Some chose superpowers straight out of Marvel or DC Comics. Self-propelled flight would free up weary commuters and business travels from traffic jams and TSA lines. Invisibility would allow them to spy on the competition.
Mindreading in various forms – from a B.S. detector to a thought balloon generator – was a popular choice. “I believe my job is to help people get what they need and want, but sometimes they don’t communicate all that well or can’t verbalize exactly what they need,” says Peg Newman, a managing partner in the Salt Lake City office of Sanford Rose Associates, a global executive search firm. “If I could read minds, they would get exactly what they want every time.”
Because change and adaptability are important for long-term success in business, Michael E. Echols, executive vice president of Bellevue University’s Human Capital Lab in Nebraska, says he’d like a clear indicator when people aren’t receptive to change: “New ideas are often sabotaged by old beliefs. My superpower would be to be able to see, in a bubble above each person’s head, their true belief about the change initiatives under discussion.”
Others wanted to read hearts as well as minds. “I’m naturally a giver and always look for the best in other people. While that has served me extremely well in business and in life, I sometimes get burned,” says Jillian Koeneman, founder of Freshlime digital marketing firm in Goshen, Ind. “I’d love the supernatural ability to look into a business colleague’s heart to know what their true intentions or motivations for doing something are. Granted, I may not like what I see, but at least I would be well-informed and could maneuver around it.”
Negotiation expert Jim Camp says he wants not just for himself but for all of his Camp Negotiation Institute graduates to have an “instant slate cleaner for the brain” to turn off all the assumptions about the other party in a negotiation and to clear the mind of all emotion, including hope. “This superpower would enable the negotiator to gain the advantage,” he explains, “because while we are asking questions, learning everything we can about the other party and gaining valuable information we can use to show the other party that we offer the best solution to their problem, the other party is feeling overconfident and spilling the beans, and perhaps feeling superior or cagey. The party ruled by emotions and assumptions always loses.”
Speaking of losses, wouldn’t it be handy in business and life to identify a losing proposition?
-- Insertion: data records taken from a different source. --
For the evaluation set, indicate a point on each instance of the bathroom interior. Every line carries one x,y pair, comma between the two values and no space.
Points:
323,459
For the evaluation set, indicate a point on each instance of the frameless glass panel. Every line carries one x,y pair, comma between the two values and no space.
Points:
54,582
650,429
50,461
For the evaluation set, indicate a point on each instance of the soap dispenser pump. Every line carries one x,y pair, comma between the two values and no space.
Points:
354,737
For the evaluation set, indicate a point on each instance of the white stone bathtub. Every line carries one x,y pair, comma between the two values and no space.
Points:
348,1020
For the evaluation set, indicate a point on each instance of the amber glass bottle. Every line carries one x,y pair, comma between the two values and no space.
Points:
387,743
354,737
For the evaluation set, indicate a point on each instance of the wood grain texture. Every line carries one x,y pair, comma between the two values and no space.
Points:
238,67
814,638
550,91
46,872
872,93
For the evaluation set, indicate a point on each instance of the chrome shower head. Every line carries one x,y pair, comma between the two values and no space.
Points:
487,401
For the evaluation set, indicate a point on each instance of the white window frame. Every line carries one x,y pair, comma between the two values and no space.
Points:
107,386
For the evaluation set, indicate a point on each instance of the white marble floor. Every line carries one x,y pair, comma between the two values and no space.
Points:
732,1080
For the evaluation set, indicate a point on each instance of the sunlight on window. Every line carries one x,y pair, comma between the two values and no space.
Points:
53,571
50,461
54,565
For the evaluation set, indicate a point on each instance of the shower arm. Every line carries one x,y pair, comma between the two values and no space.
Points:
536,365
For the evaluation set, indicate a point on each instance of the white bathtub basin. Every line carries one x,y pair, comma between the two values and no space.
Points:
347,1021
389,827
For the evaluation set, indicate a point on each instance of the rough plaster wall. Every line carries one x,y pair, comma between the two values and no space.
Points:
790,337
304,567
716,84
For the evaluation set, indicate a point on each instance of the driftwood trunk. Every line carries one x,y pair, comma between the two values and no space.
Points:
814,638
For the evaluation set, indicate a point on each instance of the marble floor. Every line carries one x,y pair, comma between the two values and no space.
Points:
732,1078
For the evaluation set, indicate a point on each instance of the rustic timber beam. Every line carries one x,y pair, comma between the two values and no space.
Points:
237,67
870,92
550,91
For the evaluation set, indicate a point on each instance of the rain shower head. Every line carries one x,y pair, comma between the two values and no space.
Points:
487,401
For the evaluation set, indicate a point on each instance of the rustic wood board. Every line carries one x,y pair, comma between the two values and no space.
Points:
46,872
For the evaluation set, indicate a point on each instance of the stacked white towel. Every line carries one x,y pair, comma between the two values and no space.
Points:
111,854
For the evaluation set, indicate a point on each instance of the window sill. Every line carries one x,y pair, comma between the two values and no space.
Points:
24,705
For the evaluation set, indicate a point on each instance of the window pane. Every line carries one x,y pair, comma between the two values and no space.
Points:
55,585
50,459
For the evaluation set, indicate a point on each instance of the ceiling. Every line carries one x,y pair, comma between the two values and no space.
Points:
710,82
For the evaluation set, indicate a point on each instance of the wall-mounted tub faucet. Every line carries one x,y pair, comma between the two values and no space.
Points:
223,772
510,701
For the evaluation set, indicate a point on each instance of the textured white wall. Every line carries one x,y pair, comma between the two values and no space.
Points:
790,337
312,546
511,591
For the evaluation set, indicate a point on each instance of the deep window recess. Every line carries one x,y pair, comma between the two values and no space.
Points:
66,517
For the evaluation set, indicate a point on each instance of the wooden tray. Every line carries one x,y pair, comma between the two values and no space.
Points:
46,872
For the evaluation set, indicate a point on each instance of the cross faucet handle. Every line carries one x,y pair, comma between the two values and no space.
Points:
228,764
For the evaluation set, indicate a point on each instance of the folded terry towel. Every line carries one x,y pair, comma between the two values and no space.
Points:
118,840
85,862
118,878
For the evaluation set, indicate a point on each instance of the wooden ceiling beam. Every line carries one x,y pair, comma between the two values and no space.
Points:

Life and business strategist Lorin Beller wants to equip her fellow entrepreneurs with a superpower that tells them whether to keep pushing to reach a goal or let it go. “This is always a personal decision that only we can make, but if we had a superpower that allowed us to know that our efforts will pay off, or not, this would change everything,” she says.
Taking a practical approach, Chris Szypryngel rejects the idea of drawing on superpowers when there are so many real powers available to the average worker looking to get ahead or address a specific problem. “Invisibility” to management is not a superpower but a real career hindrance for some employees, Szypryngel points out, but they can make management take notice simply by exploiting the power of perception available to us all. “How people perceive your performance can be very different from your actual work. If you arrive to work before your supervisor does and always stay after he or she leaves, the perception may be that you are a go-getter or hard worker, even if your performance is sub-par,” says Szypryngel, academic program manager of business and co-director of undergraduate business at Post University’s Malcolm Baldrige School of Business in Waterbury, Conn. “Hey, you’re getting noticed, and that’s usually a good thing. However, these perceptions can fade over time. The good news is that these perceptions can also buy you time” to do what it takes to develop your skills and improve your performance so perception matches reality.